Acho que a razão para o sucesso vem da forma como o Scrum chegou às organizações, e um pouco pelas certificações que apareceram, que, na minha opinião, não deveriam ser o diferencial na hora de contratação, mas acabam sendo muitas vezes. Uma vantagem é o foco tático do Scrum. O Extreme Programming poderia ser empacotado de várias formas, mas na essência tem foco nos desenvolvedores. Apesar de possuir disciplinas focadas na equipe e na organização, acaba prevalecendo o foco original em desenvolvimento.

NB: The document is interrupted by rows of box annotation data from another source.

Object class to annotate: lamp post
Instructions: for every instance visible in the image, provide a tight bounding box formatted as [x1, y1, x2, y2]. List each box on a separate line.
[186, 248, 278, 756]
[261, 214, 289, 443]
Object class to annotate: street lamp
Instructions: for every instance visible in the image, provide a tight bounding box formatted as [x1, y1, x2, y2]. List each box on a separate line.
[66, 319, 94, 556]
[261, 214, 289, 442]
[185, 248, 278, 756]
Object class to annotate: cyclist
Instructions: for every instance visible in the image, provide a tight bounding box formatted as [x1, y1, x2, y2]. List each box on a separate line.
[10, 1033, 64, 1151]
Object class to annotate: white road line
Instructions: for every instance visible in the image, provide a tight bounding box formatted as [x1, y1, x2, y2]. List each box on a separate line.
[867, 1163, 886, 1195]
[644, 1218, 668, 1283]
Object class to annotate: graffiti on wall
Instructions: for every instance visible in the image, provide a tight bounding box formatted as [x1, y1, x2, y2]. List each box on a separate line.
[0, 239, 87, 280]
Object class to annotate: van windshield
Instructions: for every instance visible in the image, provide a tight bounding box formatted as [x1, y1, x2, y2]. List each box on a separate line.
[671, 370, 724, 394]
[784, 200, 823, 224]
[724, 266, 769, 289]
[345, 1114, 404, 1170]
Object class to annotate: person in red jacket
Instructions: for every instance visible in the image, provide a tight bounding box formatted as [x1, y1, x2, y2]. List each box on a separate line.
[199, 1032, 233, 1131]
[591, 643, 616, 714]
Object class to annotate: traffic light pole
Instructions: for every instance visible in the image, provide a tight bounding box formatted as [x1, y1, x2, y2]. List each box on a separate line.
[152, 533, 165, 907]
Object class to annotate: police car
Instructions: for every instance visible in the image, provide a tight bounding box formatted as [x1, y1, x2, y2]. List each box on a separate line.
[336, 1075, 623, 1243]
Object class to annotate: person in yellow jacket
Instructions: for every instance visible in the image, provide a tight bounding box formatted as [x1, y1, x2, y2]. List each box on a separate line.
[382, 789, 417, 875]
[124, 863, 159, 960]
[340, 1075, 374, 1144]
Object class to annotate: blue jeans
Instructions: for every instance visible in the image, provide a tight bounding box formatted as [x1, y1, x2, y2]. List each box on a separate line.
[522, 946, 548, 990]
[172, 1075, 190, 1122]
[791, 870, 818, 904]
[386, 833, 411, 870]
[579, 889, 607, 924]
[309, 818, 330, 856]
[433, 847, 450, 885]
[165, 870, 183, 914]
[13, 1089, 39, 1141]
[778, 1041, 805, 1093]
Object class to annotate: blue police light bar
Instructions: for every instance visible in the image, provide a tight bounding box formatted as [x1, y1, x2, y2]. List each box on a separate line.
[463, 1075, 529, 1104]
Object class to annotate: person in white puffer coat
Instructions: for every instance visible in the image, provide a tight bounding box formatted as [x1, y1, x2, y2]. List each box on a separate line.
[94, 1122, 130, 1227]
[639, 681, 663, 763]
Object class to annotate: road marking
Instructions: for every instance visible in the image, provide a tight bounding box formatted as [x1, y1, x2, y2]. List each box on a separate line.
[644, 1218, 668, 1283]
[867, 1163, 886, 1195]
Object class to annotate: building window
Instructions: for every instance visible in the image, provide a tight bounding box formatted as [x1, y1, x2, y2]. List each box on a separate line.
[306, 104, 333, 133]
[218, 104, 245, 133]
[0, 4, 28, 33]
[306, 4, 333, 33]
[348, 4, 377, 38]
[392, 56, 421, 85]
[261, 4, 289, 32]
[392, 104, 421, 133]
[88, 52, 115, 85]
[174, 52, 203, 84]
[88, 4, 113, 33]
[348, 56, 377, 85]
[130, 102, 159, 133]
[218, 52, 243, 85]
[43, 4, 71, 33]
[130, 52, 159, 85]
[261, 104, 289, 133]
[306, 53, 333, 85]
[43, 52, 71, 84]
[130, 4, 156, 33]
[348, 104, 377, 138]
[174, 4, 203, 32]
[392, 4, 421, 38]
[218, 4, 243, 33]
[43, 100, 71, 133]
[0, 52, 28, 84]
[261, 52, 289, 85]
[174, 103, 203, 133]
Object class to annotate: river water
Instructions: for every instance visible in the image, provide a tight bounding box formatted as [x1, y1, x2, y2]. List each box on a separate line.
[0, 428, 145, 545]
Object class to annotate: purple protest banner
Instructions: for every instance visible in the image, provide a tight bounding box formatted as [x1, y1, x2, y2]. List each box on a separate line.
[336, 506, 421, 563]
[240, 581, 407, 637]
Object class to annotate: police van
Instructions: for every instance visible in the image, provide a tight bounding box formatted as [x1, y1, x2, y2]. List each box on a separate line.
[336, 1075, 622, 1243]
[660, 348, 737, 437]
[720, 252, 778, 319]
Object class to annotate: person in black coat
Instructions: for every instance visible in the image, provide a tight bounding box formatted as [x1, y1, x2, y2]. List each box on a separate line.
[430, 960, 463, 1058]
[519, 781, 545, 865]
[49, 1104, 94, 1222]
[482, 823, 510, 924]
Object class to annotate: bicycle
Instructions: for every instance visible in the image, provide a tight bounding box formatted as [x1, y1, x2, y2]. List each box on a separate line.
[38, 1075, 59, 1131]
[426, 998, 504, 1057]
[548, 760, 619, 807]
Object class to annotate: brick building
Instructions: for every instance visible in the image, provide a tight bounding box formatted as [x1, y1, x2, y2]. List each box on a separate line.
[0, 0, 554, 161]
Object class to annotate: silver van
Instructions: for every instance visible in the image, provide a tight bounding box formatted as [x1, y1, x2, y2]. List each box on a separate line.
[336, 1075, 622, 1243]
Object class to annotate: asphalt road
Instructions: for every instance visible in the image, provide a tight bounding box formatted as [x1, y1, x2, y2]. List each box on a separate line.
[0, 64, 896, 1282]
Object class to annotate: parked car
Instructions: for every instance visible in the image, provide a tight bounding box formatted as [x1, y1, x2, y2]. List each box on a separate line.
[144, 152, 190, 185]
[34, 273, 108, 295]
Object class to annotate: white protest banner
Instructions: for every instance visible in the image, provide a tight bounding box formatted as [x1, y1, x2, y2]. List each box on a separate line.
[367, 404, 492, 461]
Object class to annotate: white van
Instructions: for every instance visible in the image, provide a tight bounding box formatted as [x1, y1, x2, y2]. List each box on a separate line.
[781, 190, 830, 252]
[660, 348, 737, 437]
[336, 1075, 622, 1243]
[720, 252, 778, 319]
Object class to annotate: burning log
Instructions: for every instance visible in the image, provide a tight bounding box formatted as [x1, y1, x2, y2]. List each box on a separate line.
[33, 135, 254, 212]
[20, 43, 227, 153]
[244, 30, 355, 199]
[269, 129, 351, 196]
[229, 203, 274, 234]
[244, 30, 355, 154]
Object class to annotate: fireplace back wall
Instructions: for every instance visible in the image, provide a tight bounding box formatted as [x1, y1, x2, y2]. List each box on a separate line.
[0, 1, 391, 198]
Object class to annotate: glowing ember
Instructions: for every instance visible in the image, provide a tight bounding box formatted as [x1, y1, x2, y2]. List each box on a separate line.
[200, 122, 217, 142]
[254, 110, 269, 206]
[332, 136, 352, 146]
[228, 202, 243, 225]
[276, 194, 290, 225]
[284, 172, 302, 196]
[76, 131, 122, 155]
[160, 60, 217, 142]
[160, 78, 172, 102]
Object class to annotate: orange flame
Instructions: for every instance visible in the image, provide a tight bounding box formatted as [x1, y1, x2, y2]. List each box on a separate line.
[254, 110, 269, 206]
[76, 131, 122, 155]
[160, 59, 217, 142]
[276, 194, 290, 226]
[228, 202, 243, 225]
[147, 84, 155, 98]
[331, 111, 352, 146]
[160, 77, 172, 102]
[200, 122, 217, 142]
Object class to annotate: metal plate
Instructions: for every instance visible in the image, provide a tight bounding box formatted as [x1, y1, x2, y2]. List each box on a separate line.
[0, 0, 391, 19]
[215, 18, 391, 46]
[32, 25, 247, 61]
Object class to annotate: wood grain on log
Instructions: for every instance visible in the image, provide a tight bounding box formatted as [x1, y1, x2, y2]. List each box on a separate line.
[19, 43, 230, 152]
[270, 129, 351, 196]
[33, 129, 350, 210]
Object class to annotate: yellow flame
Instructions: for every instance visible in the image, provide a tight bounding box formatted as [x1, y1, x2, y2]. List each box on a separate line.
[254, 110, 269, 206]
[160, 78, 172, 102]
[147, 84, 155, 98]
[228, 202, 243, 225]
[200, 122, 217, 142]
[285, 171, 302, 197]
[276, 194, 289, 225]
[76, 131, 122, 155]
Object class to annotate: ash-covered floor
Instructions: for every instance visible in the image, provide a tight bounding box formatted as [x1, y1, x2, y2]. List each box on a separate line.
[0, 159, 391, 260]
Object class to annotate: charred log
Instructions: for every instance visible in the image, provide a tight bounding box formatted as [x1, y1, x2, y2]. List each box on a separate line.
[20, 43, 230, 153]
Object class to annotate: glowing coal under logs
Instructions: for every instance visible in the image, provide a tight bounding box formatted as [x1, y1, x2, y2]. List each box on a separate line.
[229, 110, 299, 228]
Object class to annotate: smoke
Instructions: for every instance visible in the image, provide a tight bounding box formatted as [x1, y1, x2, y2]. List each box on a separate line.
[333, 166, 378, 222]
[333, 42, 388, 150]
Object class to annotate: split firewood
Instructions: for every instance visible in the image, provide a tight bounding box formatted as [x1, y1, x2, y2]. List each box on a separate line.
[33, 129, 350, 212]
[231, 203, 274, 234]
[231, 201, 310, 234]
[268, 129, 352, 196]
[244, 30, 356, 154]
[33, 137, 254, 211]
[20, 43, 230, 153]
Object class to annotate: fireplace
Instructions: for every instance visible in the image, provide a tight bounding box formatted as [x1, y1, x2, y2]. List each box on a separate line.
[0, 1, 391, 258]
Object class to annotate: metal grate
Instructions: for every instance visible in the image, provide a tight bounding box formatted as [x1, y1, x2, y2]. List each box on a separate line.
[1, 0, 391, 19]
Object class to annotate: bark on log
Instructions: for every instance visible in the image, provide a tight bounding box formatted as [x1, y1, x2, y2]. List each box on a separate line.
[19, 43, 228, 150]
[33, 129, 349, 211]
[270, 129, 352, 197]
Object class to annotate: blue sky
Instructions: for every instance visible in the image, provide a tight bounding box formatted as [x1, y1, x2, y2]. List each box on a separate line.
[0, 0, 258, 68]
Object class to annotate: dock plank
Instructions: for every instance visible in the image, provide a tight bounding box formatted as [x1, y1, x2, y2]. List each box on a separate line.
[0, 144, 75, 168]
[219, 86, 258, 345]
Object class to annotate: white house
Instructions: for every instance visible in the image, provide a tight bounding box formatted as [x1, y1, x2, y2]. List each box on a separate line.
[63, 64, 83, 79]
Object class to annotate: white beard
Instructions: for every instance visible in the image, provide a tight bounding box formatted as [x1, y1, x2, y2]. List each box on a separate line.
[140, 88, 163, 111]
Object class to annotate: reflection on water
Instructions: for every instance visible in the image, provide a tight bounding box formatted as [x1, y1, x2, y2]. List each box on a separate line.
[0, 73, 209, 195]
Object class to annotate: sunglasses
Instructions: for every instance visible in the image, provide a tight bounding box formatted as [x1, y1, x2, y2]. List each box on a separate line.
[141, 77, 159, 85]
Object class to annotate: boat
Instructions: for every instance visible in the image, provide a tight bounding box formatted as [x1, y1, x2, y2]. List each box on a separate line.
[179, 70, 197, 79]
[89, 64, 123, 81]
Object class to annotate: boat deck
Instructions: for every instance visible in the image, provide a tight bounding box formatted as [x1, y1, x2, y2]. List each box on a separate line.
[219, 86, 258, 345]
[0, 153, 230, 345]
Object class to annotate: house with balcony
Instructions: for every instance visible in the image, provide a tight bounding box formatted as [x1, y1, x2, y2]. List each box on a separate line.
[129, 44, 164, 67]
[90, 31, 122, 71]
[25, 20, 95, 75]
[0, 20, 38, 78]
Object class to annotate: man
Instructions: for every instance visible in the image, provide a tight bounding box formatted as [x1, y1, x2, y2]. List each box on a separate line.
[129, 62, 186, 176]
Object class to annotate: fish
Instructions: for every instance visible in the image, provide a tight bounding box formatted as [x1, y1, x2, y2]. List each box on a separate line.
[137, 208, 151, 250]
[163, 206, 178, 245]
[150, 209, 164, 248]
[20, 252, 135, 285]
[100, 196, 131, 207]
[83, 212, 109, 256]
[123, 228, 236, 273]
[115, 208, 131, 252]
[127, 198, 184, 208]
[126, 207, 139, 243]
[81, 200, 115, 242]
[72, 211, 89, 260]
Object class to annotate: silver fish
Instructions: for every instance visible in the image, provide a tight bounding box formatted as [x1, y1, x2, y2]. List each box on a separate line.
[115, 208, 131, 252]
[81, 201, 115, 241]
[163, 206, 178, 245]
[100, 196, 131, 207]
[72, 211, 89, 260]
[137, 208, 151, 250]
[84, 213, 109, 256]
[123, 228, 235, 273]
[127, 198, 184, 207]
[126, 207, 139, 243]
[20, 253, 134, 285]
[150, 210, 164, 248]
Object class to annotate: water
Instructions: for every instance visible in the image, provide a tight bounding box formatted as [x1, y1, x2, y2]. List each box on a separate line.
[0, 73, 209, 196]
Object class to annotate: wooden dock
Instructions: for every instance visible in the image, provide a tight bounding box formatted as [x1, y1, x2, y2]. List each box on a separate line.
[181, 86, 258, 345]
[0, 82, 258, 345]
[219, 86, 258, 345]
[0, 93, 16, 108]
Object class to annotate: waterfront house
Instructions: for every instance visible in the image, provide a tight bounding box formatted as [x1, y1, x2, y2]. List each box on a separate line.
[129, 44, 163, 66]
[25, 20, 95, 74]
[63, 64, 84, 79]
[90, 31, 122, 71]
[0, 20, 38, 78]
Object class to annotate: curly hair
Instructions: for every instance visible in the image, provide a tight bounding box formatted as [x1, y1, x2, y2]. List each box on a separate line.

Agora, acho que nos dias de hoje, o XP voltou a ganhar força, assim como o Lean. O Scrum funciona muito bem para gerar mais visibilidade dos problemas que um time encontra, e funciona por muito tempo para buscar entender o comportamento base de uma equipe. A partir daí, equipes e empresas vão buscar formas de melhorar continuamente, olhando aspectos na engenharia de software (XP) e também aspectos estratégicos (Lean).
Parafraseando Dan North, a ironia de que Scrum se tornou sinônimo de Agile no mercado é que, no fim das contas, processos e ferramentas prevaleceram sobre pessoas e iterações. De qualquer forma, do ponto de vista técnico, o forte apelo do Scrum está na simplicidade do seu conjunto de práticas, que trazem na essência um modelo prático para se instaurar ciclos de produção baseados em feedback contínuo. Ou seja, há uma receita simples. Por outro lado, do ponto de vista comercial, através do Scrum tornou-se palatável a construção de um argumento de venda forte, o que viabilizou sua adoção pelo mercado.
Sem tirar os méritos do framework do Scrum, acho que boa parte do sucesso do Scrum tem relação com o modelo de negócios mantido pela Scrum Alliance. Há consultores e coaches, com competência de evangelização, usando linguagem acessível para as pessoas do negócio, que decidem. Falar sobre Scrum é mais acessível para os que estão iniciando agora; falar em reuniões de planejamento, acompanhamento diário e feedback é mais fácil que falar com propriedade sobre refatoração, TDD e integração contínua.
A Scrum Alliance criou uma estrutura comprometida em divulgar e evangelizar o Scrum, originando disso uma grade de cursos diferenciada das que existiam até então no mercado. Além disso, o Scrum é um framework que ajudou muitas empresas a entregarem produtos no "time-to-market" que a internet requer. Trouxe um dinamismo ao negócio e, ao mesmo tempo, não radicalizou ao extremo como é o caso do XP, que requer uma mudança maior ainda de paradigma em ambientes corporativos. Mas, não que eu seja contra o XP; pelo contrário, acredito que o Scrum sem as técnicas do Extreme Programming gera mais código de má qualidade. Um grande trunfo do Scrum foi também a simplificação dos papéis em apenas três: Product Owner, ScrumMaster e time. E sem dúvida a Scrum Alliance ajudou a propagar o Scrum.
O Scrum é a menos prescritiva das metodologias e técnicas ágeis e captura a essência de todas elas: o desenvolvimento iterativo e incremental. Sendo assim, é mais fácil de vender e de implantar em conjunto com outras técnicas, o que a torna adequada para um grande conjunto de organizações. Além disso, é uma boa resposta para o gerente inescrupuloso que só quer ter uma resposta para "Qual processo você usa?", uma vez que chamar a sua gambiarra de "XP" vem colando cada vez menos.
O Scrum teve grande mérito nesse processo de disseminação da cultura ágil, pois a abordagem focada em gestão do método deu um tom mais palatável dos valores e técnicas ágeis aos executivos e tomadores de decisões. Outro ponto importante, é o fato de o Scrum contar com uma organização como ScrumAlliance, que soube falar a mesma língua do mercado e gerou com isso respaldo para facilitar o acesso dentro de grandes organizações.